Les Agréments se sont montrés tout à la fois combatifs et colorés. La beauté et la vaillance des cuivres et des percussions, la fougue des cordes, le fruité des hautbois et des flûtes donnent au Thésée de Gossec une personnalité d’autant plus remarquable que le Chœur de Chambre de Namur se montre hardi, défendant la tragédie par des phrasés exceptionnels. Les musiciens et le chœur créent ainsi le cadre dramatique dans lequel les solistes, dont certains issus du chœur, content les amours contrariés de Thésée et d’Eglé : le couple amoureux doit faire face à la jalousie de Médée et à celle du Roi Egée, père adoptif d’Eglé amoureux de sa pupille et père de Thésée.
Les solistes se révèlent dans l’ensemble intéressants, soignant l’impact dramatique du texte pour la plupart. Virginie Pochon est une Eglé lumineuse et ferme, tandis que dans le rôle-titre, le ténor Frédéric Antoun est un jeune prince héroïque. Dans le rôle d’Egée, le baryton Tassis Christoyannis est d’une humaine faiblesse que de beaux graves et de très beaux pianissimi rendent théâtralement crédible. En revanche Jennifer Borghi dans le rôle de Médée ne parvient pas à nous convaincre.

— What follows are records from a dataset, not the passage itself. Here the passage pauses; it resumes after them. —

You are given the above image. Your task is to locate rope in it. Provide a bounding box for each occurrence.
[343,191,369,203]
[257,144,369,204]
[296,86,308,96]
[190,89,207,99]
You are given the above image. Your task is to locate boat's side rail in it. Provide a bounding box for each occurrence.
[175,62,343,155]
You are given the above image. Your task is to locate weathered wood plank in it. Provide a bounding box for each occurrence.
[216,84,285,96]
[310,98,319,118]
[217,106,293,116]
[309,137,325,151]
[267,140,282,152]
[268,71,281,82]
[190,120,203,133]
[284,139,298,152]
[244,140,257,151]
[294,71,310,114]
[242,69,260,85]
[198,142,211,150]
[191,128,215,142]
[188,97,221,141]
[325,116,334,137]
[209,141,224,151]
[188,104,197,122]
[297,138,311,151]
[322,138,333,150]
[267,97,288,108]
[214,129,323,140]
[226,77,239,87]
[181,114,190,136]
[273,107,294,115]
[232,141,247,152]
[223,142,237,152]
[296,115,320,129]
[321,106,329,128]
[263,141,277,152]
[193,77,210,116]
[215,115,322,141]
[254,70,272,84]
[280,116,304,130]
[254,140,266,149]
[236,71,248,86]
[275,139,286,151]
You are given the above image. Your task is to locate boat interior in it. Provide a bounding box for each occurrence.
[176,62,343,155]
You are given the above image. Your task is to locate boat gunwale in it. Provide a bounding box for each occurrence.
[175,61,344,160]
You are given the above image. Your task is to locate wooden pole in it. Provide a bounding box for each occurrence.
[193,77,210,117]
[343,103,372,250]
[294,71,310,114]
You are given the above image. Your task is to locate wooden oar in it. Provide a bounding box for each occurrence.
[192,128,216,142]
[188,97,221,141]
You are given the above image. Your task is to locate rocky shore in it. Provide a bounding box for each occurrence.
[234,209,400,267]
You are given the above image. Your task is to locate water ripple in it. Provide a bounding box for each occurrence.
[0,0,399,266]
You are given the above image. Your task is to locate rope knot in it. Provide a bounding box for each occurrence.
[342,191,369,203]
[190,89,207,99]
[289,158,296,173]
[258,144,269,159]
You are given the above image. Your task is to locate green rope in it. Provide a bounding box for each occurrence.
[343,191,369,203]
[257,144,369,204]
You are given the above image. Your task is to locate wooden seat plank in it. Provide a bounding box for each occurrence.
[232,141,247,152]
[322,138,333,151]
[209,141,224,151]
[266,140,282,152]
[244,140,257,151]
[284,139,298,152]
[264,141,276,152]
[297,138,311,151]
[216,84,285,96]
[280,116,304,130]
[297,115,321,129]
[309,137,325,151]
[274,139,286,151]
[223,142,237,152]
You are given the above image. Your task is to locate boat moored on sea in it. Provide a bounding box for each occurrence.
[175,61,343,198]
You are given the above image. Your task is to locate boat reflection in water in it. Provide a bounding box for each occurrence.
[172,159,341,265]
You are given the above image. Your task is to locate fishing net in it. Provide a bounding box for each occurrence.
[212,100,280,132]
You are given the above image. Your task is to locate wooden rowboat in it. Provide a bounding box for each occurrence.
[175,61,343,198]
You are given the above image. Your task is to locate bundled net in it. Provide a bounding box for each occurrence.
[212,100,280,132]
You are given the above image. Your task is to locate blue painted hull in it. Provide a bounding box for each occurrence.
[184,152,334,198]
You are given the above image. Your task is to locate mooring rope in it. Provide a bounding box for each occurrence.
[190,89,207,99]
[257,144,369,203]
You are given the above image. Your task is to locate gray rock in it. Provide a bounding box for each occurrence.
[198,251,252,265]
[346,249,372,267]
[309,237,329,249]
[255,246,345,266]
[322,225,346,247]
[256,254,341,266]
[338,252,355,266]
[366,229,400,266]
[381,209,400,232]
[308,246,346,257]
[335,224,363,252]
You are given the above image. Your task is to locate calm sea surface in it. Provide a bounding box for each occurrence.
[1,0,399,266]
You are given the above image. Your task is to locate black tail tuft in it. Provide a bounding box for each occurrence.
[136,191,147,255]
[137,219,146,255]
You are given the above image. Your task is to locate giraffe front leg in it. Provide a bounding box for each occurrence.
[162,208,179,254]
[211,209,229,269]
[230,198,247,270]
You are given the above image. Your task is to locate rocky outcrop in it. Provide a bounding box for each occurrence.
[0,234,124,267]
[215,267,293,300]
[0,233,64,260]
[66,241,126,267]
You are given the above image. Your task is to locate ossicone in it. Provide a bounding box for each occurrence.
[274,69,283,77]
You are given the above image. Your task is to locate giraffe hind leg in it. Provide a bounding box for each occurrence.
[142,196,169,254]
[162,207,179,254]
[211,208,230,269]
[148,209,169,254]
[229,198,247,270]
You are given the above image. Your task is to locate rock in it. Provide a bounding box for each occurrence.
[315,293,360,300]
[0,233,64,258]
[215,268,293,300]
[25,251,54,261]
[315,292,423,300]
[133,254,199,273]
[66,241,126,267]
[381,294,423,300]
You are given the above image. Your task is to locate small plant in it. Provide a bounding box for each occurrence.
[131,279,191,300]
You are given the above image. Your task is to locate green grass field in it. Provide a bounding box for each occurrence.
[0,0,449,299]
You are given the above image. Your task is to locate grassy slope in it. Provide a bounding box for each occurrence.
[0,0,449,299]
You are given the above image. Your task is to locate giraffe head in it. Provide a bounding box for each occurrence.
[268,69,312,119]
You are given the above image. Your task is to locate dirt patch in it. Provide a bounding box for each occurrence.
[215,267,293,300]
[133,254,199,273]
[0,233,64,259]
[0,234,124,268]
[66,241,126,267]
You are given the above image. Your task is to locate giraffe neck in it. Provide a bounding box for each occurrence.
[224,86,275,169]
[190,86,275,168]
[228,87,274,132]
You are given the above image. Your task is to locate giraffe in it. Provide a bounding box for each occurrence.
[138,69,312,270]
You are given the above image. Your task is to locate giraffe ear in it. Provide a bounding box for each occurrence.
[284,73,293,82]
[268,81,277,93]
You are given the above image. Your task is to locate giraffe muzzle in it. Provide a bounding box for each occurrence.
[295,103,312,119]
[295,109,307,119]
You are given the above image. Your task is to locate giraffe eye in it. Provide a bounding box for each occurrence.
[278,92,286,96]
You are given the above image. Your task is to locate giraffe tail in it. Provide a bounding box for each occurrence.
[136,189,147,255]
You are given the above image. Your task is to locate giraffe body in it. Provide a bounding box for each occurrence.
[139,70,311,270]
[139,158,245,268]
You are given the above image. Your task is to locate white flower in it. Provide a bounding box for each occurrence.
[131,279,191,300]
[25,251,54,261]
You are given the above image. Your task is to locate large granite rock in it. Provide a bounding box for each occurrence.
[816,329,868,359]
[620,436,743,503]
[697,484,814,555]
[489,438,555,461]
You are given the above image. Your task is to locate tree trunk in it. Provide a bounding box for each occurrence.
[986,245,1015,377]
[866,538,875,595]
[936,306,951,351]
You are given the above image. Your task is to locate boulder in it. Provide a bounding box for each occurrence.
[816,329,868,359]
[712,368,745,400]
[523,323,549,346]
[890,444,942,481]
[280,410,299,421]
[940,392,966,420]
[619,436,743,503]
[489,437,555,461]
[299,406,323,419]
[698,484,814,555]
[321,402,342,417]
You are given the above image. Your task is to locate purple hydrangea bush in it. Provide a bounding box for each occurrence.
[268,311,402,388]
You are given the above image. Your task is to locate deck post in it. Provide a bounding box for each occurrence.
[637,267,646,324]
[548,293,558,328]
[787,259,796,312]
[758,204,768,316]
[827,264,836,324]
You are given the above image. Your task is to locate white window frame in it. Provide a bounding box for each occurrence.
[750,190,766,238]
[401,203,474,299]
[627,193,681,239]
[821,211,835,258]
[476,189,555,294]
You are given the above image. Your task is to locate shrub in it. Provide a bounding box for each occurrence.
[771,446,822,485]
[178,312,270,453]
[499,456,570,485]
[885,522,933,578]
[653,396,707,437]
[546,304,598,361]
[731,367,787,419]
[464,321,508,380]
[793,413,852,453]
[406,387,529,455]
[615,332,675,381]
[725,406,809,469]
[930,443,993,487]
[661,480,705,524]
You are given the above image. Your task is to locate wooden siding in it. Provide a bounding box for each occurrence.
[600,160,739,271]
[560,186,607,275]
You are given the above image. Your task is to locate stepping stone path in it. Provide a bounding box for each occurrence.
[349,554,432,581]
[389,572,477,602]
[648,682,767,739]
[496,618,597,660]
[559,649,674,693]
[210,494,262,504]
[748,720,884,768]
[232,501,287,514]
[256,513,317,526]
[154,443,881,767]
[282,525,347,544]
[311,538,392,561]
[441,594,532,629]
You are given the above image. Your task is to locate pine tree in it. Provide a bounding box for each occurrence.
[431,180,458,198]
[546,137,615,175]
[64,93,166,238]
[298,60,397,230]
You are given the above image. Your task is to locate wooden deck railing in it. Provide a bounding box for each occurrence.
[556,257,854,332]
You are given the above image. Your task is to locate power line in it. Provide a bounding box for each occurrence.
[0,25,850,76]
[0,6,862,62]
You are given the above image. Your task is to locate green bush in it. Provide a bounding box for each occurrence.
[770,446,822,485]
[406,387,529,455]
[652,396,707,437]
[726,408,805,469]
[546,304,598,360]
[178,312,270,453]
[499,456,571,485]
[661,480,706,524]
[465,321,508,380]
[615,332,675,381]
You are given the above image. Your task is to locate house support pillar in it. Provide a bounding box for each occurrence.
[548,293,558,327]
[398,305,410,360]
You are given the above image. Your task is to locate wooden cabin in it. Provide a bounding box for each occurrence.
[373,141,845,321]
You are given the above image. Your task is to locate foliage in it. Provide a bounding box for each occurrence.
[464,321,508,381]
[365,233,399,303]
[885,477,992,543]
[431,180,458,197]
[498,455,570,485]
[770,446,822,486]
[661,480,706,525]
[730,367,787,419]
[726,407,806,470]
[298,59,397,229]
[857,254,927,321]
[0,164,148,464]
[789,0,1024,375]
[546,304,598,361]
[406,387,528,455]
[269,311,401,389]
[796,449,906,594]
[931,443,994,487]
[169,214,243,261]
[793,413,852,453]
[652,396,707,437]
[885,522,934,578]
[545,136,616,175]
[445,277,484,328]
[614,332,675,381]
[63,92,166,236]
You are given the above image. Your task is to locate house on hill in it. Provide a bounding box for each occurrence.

L’on a regretté par ailleurs que la très belle mezzo Mélodie Ruvio soit à ce point sous employée tant elle appartient aux jeunes interprètes prometteurs qu’il faut suivre absolument.
Si Thésée de Gossec n’est pas une œuvre inoubliable, la force de conviction des interprètes attire l’enthousiasme; la partition exhumée retrouve sa place, nous permettant de mieux comprendre toute la richesse d’une époque fertile pour la musique en France. Un disque a été enregistré début novembre à Liège qui permettra d’en conserver la trace.
Versailles, Opéra royal, 13 novembre 2012. Thésée, tragédie lyrique en quatre actes de François-Joseph Gossec (1734-1829) sur un livret de Philippe Quinault, revu par Etienne Novel de Chédeville. 1782. Virginie Pochon (Eglé), Jennifer Borghi (Médée), Frédéric Antoun (Thésée), Tassis Christoyannis (Egé), Katia Velletaz (La grande prêtresse, Minerve), Mélodie Ruvio (Cléone)… Chœur de chambre de Namur. Les Agrémens. Guy Van Waas, direction.